My Poetry Corner May 2025 features the poem “Why Madwoman Shouldn’t Read the News” from the poetry collection, Madwoman, by the award-winning Caribbean American poet and writer Shara McCallum. Born in Kingston, Jamaica, in 1972, to an Afro-Jamaican father and a Venezuelan mother, she was nine years old when she migrated to Miami, Florida, with her mother and sisters. Her father, a singer and songwriter, stayed behind in Jamaica.

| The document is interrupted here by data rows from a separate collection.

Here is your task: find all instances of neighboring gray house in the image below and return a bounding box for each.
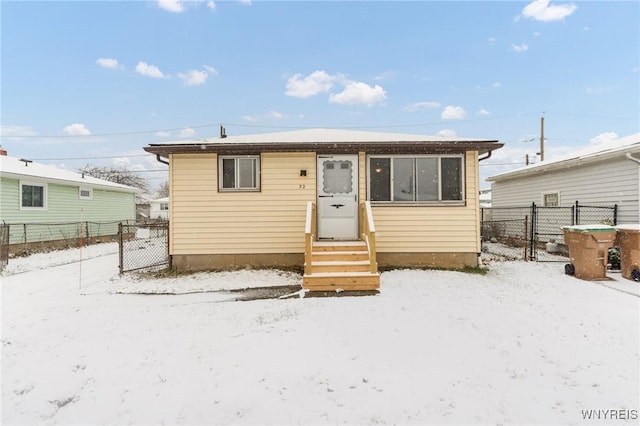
[149,197,169,220]
[487,133,640,224]
[0,155,138,244]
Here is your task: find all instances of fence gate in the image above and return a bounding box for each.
[480,201,618,262]
[0,224,9,271]
[118,222,171,274]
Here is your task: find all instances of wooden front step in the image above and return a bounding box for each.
[302,272,380,291]
[302,241,380,291]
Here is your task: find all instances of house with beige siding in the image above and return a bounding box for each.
[144,129,502,290]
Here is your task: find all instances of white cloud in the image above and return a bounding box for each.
[511,43,529,53]
[178,70,209,86]
[178,65,218,86]
[158,0,184,13]
[62,123,91,136]
[329,82,387,106]
[204,65,218,75]
[113,157,131,168]
[589,132,619,146]
[521,0,578,22]
[440,105,467,120]
[402,102,440,112]
[285,70,343,98]
[178,127,196,138]
[136,61,169,78]
[96,58,124,70]
[438,129,458,138]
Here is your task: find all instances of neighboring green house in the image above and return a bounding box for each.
[0,151,139,244]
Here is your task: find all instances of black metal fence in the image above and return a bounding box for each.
[480,201,618,262]
[118,222,171,274]
[0,224,9,271]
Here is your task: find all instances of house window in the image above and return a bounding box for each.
[542,192,560,207]
[78,187,93,200]
[369,155,464,203]
[218,155,260,191]
[20,182,47,210]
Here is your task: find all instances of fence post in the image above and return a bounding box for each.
[529,202,536,260]
[118,222,124,274]
[524,215,529,262]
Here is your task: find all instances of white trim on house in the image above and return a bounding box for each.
[78,186,93,200]
[18,180,48,211]
[540,191,562,207]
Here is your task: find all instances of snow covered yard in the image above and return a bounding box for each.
[1,244,640,425]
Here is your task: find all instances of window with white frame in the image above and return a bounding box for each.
[369,155,464,203]
[542,192,560,207]
[78,187,93,200]
[20,182,47,210]
[218,155,260,191]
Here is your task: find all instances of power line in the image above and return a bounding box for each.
[33,154,153,161]
[0,112,552,139]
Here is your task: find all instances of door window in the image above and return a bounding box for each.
[322,160,353,194]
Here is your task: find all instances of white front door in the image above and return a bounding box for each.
[317,154,358,240]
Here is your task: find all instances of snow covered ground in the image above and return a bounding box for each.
[1,244,640,425]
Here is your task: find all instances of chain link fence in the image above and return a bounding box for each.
[480,201,618,262]
[3,220,133,256]
[118,222,171,274]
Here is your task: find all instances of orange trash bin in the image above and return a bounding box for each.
[562,224,616,280]
[616,224,640,281]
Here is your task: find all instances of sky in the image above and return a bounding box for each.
[0,0,640,193]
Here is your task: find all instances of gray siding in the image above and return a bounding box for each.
[491,156,640,224]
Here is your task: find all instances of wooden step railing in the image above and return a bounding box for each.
[304,201,317,275]
[360,201,378,274]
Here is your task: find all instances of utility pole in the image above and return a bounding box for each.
[538,115,544,161]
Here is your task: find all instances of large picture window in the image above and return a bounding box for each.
[20,182,47,209]
[218,155,260,191]
[369,155,464,203]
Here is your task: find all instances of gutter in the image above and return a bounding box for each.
[156,154,169,166]
[627,152,640,166]
[627,152,640,223]
[478,151,493,163]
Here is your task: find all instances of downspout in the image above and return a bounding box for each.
[156,154,169,166]
[627,152,640,223]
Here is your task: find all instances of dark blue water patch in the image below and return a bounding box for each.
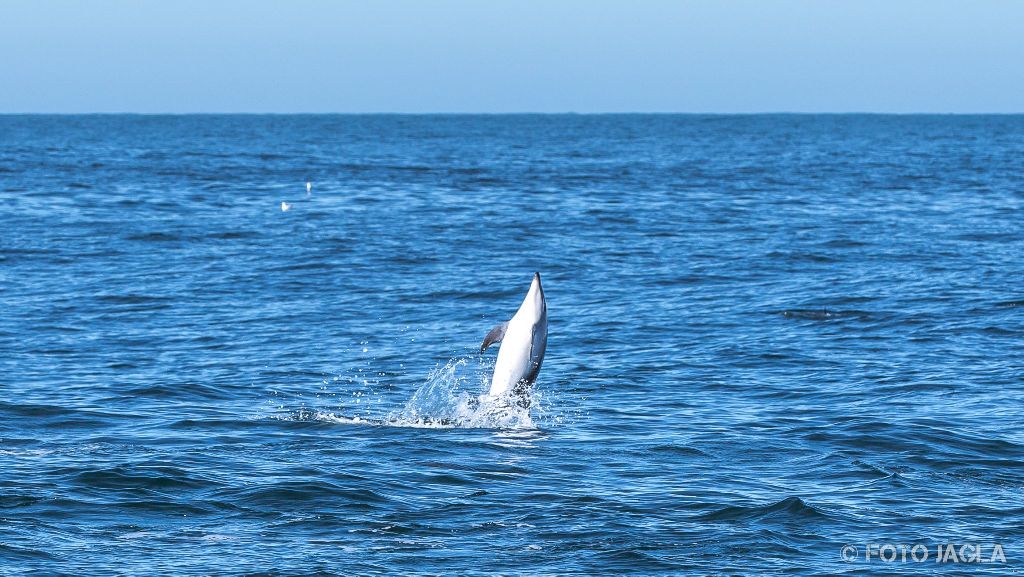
[0,115,1024,575]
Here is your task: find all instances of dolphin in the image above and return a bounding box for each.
[480,273,548,409]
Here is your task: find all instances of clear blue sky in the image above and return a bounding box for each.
[0,0,1024,113]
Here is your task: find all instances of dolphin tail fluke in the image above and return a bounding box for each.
[480,322,509,355]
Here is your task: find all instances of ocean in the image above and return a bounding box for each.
[0,115,1024,576]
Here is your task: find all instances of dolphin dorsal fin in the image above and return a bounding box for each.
[480,321,509,355]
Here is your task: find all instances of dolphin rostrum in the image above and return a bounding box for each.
[480,273,548,408]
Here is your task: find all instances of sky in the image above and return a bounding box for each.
[0,0,1024,113]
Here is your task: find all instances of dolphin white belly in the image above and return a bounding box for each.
[480,273,548,406]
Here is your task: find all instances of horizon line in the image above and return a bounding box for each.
[0,111,1024,116]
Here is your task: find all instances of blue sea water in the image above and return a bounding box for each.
[0,115,1024,575]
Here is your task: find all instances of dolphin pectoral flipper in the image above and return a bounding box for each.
[480,322,509,354]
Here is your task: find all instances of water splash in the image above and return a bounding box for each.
[387,358,535,428]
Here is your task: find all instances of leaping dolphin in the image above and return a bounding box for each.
[480,273,548,409]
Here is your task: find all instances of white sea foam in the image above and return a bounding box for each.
[286,358,541,429]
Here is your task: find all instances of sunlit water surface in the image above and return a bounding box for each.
[0,116,1024,575]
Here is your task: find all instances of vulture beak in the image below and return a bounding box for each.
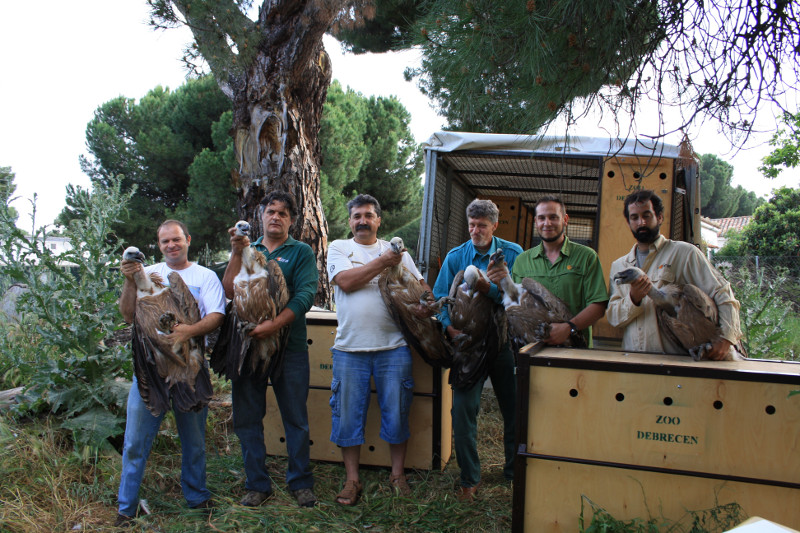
[122,246,144,263]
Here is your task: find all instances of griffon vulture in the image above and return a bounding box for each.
[378,237,452,367]
[490,249,587,349]
[211,220,289,380]
[614,267,744,361]
[448,265,507,388]
[122,246,213,416]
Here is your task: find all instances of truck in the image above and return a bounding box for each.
[417,131,701,340]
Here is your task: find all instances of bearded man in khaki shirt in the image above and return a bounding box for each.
[607,190,742,359]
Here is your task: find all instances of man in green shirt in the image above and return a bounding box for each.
[489,195,608,347]
[222,191,319,507]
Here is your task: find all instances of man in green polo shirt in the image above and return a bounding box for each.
[222,191,319,507]
[500,195,608,347]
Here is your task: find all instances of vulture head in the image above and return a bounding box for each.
[389,237,406,254]
[464,265,489,298]
[233,220,250,237]
[614,267,645,285]
[122,246,144,263]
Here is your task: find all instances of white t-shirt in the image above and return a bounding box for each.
[144,263,225,318]
[328,239,422,352]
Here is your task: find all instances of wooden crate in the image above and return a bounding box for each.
[592,156,675,339]
[513,345,800,533]
[478,196,524,242]
[264,310,453,470]
[306,310,440,394]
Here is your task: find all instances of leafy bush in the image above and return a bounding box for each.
[0,180,132,451]
[717,263,800,360]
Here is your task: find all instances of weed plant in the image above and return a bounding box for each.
[0,381,511,533]
[0,180,131,450]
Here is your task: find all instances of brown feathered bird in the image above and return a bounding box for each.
[122,246,213,416]
[448,265,508,388]
[378,237,452,367]
[490,249,587,349]
[614,267,744,361]
[211,220,289,379]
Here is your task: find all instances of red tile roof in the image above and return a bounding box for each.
[711,215,753,237]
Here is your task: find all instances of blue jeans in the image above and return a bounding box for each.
[117,376,211,516]
[330,346,414,448]
[232,351,314,492]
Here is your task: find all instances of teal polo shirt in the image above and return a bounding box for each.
[511,237,608,346]
[251,235,319,352]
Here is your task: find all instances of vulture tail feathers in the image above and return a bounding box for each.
[131,324,170,416]
[209,301,235,377]
[170,365,214,413]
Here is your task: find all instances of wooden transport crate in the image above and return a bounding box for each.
[264,311,453,470]
[512,345,800,533]
[306,310,440,394]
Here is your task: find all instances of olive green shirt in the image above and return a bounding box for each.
[511,237,608,346]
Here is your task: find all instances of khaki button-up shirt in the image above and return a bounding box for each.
[606,235,742,354]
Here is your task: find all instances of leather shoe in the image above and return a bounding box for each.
[458,485,478,503]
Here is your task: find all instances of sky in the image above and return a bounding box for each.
[0,0,800,229]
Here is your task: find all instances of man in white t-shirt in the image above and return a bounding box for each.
[328,194,427,505]
[115,220,225,526]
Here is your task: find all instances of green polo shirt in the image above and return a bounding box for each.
[252,236,319,352]
[511,237,608,347]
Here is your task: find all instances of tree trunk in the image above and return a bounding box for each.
[225,3,332,308]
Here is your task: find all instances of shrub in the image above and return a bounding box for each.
[0,180,132,452]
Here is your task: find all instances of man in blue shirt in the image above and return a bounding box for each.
[433,200,522,502]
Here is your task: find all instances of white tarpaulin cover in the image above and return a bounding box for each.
[422,131,680,158]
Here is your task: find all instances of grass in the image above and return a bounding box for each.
[0,384,511,533]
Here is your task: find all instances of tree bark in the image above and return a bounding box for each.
[220,1,340,308]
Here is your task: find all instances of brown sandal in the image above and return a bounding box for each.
[389,474,411,496]
[336,479,364,505]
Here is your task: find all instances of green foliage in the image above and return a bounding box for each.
[714,229,748,257]
[0,167,19,220]
[578,495,747,533]
[320,82,424,242]
[173,111,236,254]
[319,81,367,240]
[330,0,426,54]
[700,154,764,218]
[0,180,132,450]
[64,76,236,254]
[406,0,663,133]
[758,111,800,178]
[0,388,511,533]
[715,262,800,361]
[743,187,800,260]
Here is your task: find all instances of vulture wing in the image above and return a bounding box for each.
[656,284,719,353]
[378,263,452,368]
[449,271,507,388]
[211,248,290,380]
[132,272,213,415]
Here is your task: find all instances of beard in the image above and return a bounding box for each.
[539,225,567,242]
[633,226,661,244]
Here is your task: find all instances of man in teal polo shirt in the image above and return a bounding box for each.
[433,200,524,502]
[489,195,608,347]
[222,191,319,507]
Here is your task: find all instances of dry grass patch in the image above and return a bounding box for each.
[0,383,511,533]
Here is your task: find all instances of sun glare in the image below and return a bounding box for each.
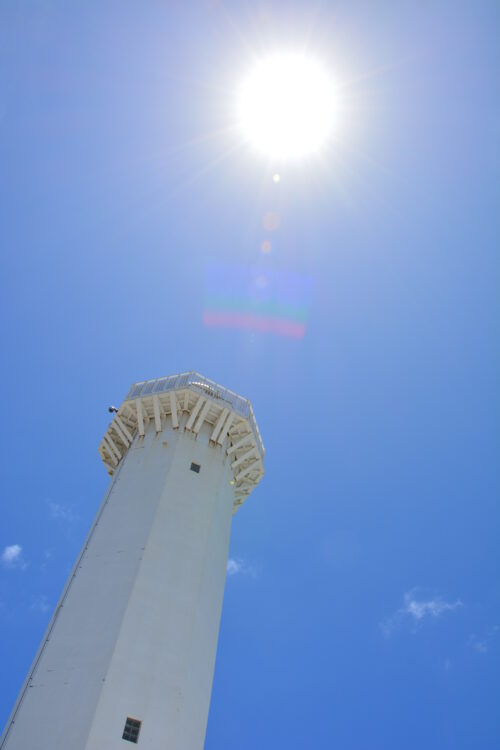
[237,54,337,159]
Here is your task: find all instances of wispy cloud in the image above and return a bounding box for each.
[226,557,257,578]
[47,501,78,524]
[469,625,500,654]
[0,544,28,570]
[380,589,463,636]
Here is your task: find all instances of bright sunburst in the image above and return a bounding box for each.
[237,53,337,159]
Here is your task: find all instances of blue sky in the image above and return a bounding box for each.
[0,0,500,750]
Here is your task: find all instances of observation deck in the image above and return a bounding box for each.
[99,372,265,511]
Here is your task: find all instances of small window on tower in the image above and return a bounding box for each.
[122,716,141,745]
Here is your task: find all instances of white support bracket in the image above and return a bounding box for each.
[111,417,131,448]
[217,411,234,445]
[153,393,161,434]
[193,400,210,435]
[135,398,144,437]
[231,448,258,471]
[235,458,260,482]
[102,435,121,466]
[184,396,205,430]
[226,432,254,456]
[115,414,134,443]
[210,407,229,443]
[170,391,179,430]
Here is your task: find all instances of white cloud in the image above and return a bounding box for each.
[226,557,257,578]
[380,589,463,636]
[0,544,27,570]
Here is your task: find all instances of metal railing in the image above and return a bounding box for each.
[125,372,265,459]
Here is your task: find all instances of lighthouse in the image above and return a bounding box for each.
[0,372,264,750]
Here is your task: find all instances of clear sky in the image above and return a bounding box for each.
[0,0,500,750]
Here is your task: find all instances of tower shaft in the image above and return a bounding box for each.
[0,376,262,750]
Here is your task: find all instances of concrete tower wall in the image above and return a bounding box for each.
[0,415,234,750]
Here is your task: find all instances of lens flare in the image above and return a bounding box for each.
[237,54,338,159]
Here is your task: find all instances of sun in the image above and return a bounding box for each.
[236,53,337,159]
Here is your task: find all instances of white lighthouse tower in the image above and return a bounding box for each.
[0,372,264,750]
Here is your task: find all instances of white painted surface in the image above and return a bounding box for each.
[0,413,234,750]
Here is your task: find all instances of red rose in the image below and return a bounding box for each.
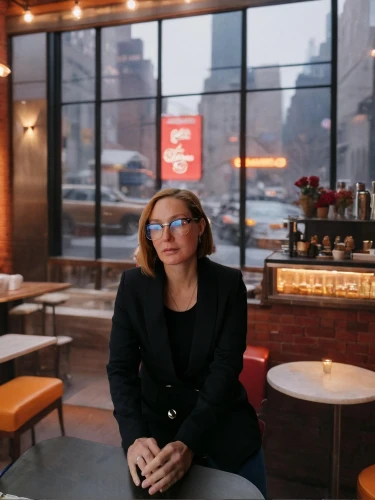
[294,177,309,188]
[309,175,320,187]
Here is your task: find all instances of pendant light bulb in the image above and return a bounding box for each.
[23,7,34,23]
[126,0,137,10]
[72,0,82,19]
[0,63,10,78]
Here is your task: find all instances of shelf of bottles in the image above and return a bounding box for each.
[276,268,375,301]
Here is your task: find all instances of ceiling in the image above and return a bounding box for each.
[7,0,170,16]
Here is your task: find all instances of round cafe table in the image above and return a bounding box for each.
[267,361,375,499]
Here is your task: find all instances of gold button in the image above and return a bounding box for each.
[168,409,177,420]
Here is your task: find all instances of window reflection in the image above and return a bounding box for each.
[61,29,95,102]
[61,104,95,258]
[162,93,240,265]
[337,0,375,189]
[102,22,158,100]
[101,99,156,259]
[162,12,242,95]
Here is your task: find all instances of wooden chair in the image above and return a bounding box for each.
[35,292,73,380]
[0,377,65,461]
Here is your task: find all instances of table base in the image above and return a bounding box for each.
[331,405,341,499]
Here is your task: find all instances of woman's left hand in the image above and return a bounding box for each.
[142,441,193,495]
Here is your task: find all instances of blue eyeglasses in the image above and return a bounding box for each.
[146,217,200,241]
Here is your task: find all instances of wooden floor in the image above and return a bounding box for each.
[0,352,332,499]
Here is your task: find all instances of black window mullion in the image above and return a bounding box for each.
[155,20,163,191]
[329,0,338,189]
[47,33,63,256]
[95,28,102,259]
[239,9,247,267]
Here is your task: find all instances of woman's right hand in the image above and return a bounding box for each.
[127,438,160,486]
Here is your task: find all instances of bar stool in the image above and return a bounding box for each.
[34,293,73,380]
[357,465,375,500]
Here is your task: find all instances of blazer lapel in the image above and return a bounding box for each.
[144,263,177,380]
[185,257,218,377]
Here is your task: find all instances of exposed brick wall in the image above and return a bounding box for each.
[248,305,375,371]
[0,0,12,273]
[247,305,375,495]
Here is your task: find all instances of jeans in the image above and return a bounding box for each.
[202,448,267,499]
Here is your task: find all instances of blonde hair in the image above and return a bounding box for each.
[137,188,214,277]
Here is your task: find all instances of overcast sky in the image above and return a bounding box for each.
[132,0,332,112]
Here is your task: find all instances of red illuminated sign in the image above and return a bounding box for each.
[161,115,202,181]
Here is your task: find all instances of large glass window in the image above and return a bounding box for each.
[101,22,158,100]
[101,99,156,260]
[55,0,332,274]
[337,0,375,188]
[245,0,332,266]
[62,29,96,102]
[162,12,241,95]
[162,93,240,265]
[61,104,95,258]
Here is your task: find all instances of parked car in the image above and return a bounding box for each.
[62,184,147,235]
[218,200,301,245]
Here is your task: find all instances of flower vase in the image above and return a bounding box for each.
[298,195,316,218]
[336,205,346,219]
[316,207,329,219]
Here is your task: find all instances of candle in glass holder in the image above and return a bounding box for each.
[322,359,332,373]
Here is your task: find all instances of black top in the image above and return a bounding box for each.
[164,304,197,378]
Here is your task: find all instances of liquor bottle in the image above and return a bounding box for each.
[289,221,302,257]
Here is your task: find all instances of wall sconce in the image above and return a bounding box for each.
[0,63,10,78]
[72,0,82,19]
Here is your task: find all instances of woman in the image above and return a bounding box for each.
[107,189,266,496]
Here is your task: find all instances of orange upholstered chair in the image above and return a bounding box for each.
[0,377,65,460]
[240,345,269,414]
[357,465,375,500]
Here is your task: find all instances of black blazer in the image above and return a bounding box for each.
[107,257,261,472]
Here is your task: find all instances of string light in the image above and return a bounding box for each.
[126,0,137,10]
[72,0,82,19]
[23,7,34,23]
[0,63,10,78]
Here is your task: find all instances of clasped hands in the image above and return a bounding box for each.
[127,438,193,495]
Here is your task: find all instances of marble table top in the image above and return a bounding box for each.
[267,361,375,405]
[0,333,56,363]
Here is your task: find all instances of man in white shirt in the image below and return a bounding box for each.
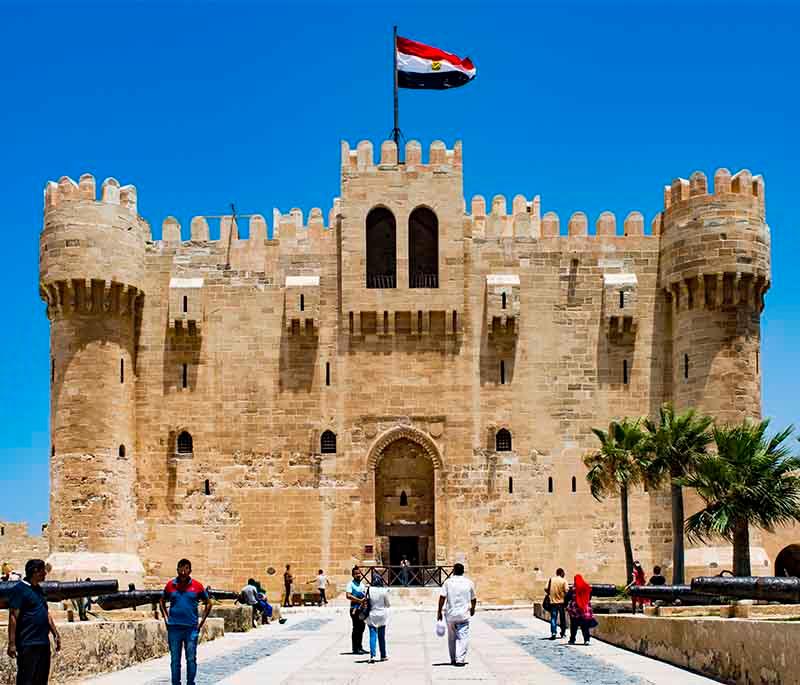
[436,564,477,666]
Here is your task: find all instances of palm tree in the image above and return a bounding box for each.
[644,404,713,585]
[681,421,800,576]
[583,419,645,582]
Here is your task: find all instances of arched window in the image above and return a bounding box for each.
[178,431,194,454]
[494,428,511,452]
[367,207,397,288]
[408,207,439,288]
[319,431,336,454]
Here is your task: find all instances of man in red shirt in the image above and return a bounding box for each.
[160,559,211,685]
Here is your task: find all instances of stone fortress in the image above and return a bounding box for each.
[34,141,789,599]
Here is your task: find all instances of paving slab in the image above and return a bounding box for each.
[83,607,714,685]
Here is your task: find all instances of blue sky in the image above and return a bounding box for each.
[0,0,800,528]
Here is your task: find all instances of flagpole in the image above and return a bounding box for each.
[392,26,400,156]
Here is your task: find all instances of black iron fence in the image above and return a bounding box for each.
[361,566,453,587]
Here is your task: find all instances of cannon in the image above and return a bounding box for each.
[0,580,119,609]
[629,585,722,606]
[97,586,239,611]
[692,576,800,603]
[588,583,617,598]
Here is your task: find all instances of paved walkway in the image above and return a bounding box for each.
[84,609,714,685]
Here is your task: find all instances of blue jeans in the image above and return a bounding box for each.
[369,626,386,659]
[550,604,567,636]
[167,626,200,685]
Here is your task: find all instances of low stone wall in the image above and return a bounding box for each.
[0,618,224,685]
[593,615,800,685]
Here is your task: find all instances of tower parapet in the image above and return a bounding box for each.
[39,174,150,582]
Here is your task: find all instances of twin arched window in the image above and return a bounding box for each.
[494,428,511,452]
[319,431,336,454]
[366,207,439,288]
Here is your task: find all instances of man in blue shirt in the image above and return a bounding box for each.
[345,566,368,654]
[8,559,61,685]
[160,559,211,685]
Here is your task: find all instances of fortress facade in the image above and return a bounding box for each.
[40,141,785,599]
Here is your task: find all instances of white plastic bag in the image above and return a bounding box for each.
[436,621,447,637]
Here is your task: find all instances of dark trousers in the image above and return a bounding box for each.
[17,644,50,685]
[569,617,590,642]
[550,602,567,637]
[350,609,366,654]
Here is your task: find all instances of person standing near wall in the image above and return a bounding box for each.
[159,559,211,685]
[7,559,61,685]
[547,568,567,640]
[345,566,367,654]
[283,564,294,607]
[436,564,477,666]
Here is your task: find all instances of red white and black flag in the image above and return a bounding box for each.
[395,36,475,90]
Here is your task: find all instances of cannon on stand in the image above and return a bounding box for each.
[691,576,800,604]
[0,580,119,609]
[628,585,723,606]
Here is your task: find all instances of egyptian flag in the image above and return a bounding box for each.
[397,36,475,90]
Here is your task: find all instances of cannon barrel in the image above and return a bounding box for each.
[692,576,800,602]
[629,585,719,605]
[97,590,162,611]
[0,580,119,609]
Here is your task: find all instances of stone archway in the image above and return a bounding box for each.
[367,426,444,566]
[775,545,800,577]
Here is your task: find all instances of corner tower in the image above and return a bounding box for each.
[39,174,150,583]
[660,169,770,423]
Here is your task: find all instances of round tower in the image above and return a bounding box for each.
[39,174,150,585]
[659,169,770,577]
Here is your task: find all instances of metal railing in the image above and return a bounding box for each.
[361,566,453,587]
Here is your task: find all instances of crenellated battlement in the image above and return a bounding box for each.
[341,140,462,176]
[664,168,764,214]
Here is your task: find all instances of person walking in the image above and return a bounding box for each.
[283,564,294,607]
[436,564,477,666]
[567,574,597,645]
[308,569,330,606]
[159,559,211,685]
[367,574,391,664]
[6,559,61,685]
[345,566,368,654]
[546,568,567,640]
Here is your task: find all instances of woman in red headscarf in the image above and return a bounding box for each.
[567,574,597,645]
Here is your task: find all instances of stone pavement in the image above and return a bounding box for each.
[83,608,714,685]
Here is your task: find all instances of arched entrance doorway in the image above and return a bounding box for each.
[368,427,442,566]
[775,545,800,578]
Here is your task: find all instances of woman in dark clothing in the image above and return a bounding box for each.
[566,575,597,645]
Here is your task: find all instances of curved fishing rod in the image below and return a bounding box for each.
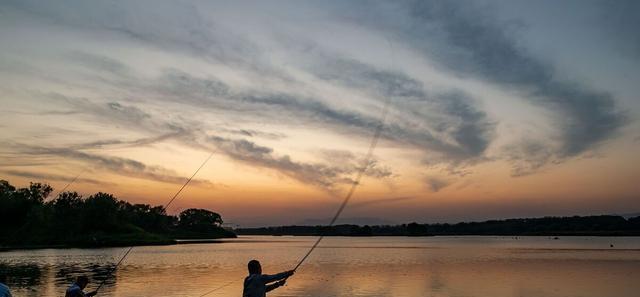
[286,38,394,279]
[198,97,391,297]
[198,38,394,297]
[95,150,217,293]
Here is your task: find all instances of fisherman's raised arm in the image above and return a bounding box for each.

McCallum graduated with a bachelor’s degree from the University of Miami. She earned her MFA from the University of Maryland and a PhD in African and Caribbean Literature from Binghamton University in New York. Her poetry collection Madwoman, published in the UK and USA in 2017, won the 2018 OCM Bocas Prize for Caribbean Literature in Poetry and the Sheila Margaret Motton Book Prize (New England Poetry Club).

In Madwoman, McCallum explores themes of race, female identity, and womanhood. During a 2018 interview with Arianna Miller for the Gandy Dancer Literary Magazine, the poet explained: “Madwoman was a voice she heard in her head…. [She] eventually became a voice that McCallum could not ignore, which was actually troubling for her considering her father was a schizophrenic.”